I did that and it entered on an infinite loop, see:

?> require 'ferret'
=> false
n\303\264")r =
Ferret::Analysis::StandardAnalyzer.new().token_stream(:field,
=> #<Ferret::Analysis::TokenStream:0x98967d0>
>> while token = tokenizer.next
>> puts token
>> end
token["bon":0:3:1]
token["":4:4:1]
token["":4:4:1]
token["":4:4:1]
token["":4:4:1]
token["":4:4:1]
token["":4:4:1]
token["":4:4:1]
token["":4:4:1]
...
...
...

[]s
David B. (Guest)
on 2007-04-17 08:29
(Received via mailing list)
On 4/15/07, Manoel L. <removed_email_address@domain.invalid> wrote:
> >> while token = tokenizer.next
> token["":4:4:1]
> ...
> ...
> ...

Hi Manoel,

I finally managed to work out a fix for this after working on it for
hours. It appears that OpenSolaris has a bug in it's isdigit
implementation although I can't be sure. isdigit(-76) returns true.
I'm not sure which character encoding this would be true for however.

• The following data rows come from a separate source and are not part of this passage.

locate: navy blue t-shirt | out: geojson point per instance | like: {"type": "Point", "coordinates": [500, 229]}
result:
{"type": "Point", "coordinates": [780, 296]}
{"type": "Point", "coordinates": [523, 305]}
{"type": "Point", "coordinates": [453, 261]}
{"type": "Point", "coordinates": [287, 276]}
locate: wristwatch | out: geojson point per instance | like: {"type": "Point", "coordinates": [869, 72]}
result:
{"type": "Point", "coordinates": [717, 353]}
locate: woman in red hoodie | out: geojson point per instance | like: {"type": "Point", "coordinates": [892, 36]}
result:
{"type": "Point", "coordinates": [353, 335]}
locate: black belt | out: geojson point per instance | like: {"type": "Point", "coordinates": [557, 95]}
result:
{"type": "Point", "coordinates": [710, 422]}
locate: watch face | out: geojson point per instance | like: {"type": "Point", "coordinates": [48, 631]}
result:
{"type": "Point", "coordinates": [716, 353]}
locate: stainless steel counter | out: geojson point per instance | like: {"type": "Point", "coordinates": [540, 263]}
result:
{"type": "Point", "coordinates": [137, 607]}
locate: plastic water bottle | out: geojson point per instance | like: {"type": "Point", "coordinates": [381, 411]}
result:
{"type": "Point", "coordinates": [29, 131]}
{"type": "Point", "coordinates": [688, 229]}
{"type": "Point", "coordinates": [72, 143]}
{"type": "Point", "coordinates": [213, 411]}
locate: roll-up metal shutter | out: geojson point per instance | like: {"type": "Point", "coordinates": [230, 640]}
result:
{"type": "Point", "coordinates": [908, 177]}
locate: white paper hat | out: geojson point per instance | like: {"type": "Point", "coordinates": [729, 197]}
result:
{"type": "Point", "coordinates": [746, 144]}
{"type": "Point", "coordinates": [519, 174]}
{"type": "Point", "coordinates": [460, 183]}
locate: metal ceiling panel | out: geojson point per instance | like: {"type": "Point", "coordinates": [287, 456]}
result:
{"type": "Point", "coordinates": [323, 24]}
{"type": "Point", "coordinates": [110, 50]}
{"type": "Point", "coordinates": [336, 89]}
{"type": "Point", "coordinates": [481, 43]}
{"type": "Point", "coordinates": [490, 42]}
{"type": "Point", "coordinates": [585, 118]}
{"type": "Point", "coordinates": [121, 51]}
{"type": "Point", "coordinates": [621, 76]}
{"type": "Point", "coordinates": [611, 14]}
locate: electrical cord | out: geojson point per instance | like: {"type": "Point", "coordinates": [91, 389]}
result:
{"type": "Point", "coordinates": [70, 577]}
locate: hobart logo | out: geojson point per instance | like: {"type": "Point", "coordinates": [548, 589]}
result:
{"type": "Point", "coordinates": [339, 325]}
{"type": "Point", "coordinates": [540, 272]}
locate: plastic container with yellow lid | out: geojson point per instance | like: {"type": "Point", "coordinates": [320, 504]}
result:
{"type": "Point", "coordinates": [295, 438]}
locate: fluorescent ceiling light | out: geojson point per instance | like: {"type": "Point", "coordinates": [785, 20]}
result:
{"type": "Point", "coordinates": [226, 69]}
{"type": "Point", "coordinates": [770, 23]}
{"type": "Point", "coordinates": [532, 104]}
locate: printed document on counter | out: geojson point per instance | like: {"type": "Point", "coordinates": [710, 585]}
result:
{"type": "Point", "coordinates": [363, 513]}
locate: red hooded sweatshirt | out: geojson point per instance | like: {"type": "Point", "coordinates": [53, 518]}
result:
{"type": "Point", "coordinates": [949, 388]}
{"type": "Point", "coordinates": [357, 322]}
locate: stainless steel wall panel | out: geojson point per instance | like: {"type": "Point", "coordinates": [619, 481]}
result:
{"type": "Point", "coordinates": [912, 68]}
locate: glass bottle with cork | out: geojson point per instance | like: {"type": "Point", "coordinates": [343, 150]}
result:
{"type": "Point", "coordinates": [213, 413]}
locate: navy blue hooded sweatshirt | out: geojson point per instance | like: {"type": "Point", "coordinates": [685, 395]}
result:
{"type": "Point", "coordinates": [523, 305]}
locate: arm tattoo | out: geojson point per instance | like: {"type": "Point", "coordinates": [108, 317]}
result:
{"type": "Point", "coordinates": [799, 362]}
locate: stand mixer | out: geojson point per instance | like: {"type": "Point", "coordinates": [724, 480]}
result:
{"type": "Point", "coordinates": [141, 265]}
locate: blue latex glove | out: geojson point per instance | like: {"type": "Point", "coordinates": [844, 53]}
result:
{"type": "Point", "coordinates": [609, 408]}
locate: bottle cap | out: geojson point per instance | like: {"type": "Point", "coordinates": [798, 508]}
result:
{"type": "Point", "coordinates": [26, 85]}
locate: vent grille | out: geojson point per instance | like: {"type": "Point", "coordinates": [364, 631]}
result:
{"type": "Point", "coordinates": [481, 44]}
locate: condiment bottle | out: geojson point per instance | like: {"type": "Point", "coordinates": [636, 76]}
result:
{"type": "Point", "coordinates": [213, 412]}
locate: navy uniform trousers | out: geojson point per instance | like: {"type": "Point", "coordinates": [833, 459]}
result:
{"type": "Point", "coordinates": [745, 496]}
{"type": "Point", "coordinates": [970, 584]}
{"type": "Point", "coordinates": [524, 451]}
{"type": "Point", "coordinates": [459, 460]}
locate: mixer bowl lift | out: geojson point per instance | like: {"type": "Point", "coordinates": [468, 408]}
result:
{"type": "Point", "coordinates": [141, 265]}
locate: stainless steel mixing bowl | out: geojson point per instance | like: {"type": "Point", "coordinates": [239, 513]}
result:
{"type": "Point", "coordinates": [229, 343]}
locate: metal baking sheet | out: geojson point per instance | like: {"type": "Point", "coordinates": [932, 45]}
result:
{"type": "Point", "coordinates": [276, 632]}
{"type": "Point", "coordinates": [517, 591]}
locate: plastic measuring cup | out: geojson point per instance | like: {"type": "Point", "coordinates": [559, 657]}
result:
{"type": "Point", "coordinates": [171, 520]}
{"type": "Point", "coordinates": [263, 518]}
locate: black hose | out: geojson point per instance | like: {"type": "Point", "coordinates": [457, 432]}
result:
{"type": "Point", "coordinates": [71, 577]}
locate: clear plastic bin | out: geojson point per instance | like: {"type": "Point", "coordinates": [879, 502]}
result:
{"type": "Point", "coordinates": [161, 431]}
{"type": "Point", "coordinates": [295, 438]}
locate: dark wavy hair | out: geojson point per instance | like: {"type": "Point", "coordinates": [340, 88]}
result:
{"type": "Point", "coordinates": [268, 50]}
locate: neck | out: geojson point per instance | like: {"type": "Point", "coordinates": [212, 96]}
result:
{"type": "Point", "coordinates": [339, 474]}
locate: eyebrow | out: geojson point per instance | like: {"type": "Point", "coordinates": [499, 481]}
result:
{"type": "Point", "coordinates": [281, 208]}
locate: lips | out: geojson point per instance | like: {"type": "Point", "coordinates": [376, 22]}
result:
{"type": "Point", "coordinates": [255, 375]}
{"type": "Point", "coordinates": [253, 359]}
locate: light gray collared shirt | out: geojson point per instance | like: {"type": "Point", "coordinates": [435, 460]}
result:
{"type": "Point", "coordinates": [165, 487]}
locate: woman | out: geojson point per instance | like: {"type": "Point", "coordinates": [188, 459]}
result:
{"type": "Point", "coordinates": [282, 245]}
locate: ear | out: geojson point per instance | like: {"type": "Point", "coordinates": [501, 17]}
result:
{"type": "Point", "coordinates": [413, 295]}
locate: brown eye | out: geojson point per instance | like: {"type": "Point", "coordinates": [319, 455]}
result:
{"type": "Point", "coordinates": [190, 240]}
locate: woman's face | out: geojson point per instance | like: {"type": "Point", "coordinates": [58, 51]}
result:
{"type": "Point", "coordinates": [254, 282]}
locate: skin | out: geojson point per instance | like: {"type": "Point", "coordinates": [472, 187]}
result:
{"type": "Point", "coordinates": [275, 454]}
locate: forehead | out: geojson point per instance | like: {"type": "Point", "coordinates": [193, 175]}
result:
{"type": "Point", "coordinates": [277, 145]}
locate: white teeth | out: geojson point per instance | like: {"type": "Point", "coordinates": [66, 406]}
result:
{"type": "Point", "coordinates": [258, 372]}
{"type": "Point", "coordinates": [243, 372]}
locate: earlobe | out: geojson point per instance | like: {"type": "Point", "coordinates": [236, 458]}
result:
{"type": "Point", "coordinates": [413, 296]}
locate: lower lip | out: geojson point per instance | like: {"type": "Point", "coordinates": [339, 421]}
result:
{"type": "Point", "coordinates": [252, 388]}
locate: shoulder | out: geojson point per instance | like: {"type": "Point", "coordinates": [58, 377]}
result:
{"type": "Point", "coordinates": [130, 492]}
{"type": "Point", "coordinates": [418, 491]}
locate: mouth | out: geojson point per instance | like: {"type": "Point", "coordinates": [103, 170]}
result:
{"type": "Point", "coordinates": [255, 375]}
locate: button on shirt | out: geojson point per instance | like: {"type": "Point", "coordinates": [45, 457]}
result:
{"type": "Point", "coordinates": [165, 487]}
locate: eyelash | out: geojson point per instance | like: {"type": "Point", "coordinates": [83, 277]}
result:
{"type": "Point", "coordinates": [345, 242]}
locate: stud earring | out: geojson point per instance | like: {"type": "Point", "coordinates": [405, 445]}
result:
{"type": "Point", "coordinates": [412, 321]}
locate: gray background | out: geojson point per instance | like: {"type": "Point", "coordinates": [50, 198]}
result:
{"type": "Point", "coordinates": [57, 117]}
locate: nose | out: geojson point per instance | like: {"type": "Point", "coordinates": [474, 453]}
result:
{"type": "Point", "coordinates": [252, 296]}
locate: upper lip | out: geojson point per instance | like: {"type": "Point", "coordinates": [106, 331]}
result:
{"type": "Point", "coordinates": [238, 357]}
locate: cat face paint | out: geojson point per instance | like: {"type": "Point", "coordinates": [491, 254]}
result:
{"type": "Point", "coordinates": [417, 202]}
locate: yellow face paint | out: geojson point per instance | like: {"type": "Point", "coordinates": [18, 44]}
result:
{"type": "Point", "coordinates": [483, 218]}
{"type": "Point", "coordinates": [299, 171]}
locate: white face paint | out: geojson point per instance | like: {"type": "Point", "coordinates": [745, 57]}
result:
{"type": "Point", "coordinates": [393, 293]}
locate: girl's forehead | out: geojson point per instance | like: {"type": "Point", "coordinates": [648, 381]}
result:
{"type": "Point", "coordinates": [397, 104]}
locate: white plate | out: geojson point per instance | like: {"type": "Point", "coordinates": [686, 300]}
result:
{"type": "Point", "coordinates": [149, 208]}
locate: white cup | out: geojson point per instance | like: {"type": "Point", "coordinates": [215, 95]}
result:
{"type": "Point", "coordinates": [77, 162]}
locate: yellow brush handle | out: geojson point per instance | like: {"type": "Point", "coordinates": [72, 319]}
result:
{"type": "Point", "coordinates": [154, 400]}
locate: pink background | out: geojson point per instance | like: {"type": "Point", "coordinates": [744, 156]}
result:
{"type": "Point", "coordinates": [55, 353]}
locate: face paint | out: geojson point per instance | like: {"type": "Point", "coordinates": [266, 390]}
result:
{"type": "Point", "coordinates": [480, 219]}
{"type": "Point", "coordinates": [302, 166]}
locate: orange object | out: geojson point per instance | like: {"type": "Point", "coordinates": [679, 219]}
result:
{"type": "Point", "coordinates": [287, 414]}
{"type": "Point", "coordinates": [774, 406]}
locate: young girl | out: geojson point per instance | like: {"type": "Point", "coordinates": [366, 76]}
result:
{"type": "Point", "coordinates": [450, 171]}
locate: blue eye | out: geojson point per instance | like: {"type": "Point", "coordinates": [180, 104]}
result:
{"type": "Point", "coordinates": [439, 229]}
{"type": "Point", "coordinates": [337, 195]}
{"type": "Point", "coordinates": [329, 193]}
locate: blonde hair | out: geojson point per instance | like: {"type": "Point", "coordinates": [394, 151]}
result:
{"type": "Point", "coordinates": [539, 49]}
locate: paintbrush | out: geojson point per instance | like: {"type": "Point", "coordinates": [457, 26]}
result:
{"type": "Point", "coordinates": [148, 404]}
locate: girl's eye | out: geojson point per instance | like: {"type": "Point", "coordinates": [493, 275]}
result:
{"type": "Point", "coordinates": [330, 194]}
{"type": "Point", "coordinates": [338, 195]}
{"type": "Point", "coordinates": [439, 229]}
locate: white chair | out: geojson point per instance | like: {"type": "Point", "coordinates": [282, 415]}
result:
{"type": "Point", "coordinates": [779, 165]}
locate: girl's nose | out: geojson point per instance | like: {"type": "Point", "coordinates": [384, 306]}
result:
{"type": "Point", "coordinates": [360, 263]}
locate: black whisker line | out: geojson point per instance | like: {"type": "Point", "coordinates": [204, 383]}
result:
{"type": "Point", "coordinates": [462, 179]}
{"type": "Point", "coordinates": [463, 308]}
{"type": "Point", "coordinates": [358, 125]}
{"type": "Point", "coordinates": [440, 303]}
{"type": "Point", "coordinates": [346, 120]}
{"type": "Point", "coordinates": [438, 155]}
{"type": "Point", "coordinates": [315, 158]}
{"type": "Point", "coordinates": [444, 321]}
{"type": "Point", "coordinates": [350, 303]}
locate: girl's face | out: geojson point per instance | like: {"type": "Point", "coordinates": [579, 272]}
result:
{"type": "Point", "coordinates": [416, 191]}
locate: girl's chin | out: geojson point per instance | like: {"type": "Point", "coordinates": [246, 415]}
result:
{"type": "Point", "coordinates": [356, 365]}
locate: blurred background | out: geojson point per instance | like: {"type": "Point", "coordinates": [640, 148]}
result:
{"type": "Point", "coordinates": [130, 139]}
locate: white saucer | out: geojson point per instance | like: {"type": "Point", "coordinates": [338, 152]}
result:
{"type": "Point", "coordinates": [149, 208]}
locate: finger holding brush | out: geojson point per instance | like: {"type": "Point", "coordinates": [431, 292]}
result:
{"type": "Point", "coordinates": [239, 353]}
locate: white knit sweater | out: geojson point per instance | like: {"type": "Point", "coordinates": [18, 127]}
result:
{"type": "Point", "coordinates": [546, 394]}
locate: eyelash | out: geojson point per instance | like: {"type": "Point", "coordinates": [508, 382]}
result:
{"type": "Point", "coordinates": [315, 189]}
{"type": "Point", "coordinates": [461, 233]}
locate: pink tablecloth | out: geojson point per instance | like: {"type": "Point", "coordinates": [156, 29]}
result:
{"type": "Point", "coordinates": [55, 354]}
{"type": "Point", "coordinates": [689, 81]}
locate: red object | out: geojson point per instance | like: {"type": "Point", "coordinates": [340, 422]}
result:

Anyway, I've made it so that you won't get this infinite loop anymore
but I haven't really fixed your problem. Your main issue seems to be
that you don't have a UTF-8 locale installed on your system. You'll
need to do that before you will be able to analyze UTF-8 data.

So, having said all that, I don't think there is any point in me
putting out a quick release now (to give you the fix) as you will need
to set up your locale to handle UTF-8 and that will already fix your
problem.

Hope that helps,
Dave
Fernando (Guest)
on 2007-04-17 22:02
Hello.

I just want to add I'm having exactly this same problem on my desktop
running a brazillian edition of Windows XP Pro SP2, with the latest
mswin32 Ferret gem. I could not log anything since I have only 1.5GB of
installed memory, and the system freezes if I don't kill the ruby.exe
task. But testing that bit in the console, I got the same infinite loop.

This also always occurs when I search for a variety of accented words.

On my Linux box it runs no problem.
Tina (Guest)
on 2007-05-01 02:03
Same here.
I'm running Windows XP SP2, also with mswin32 Ferret gem. Problem occurs
when I try to search for a word with a special character, i.e. 'ä'
specifically.
This topic is locked and can not be replied to.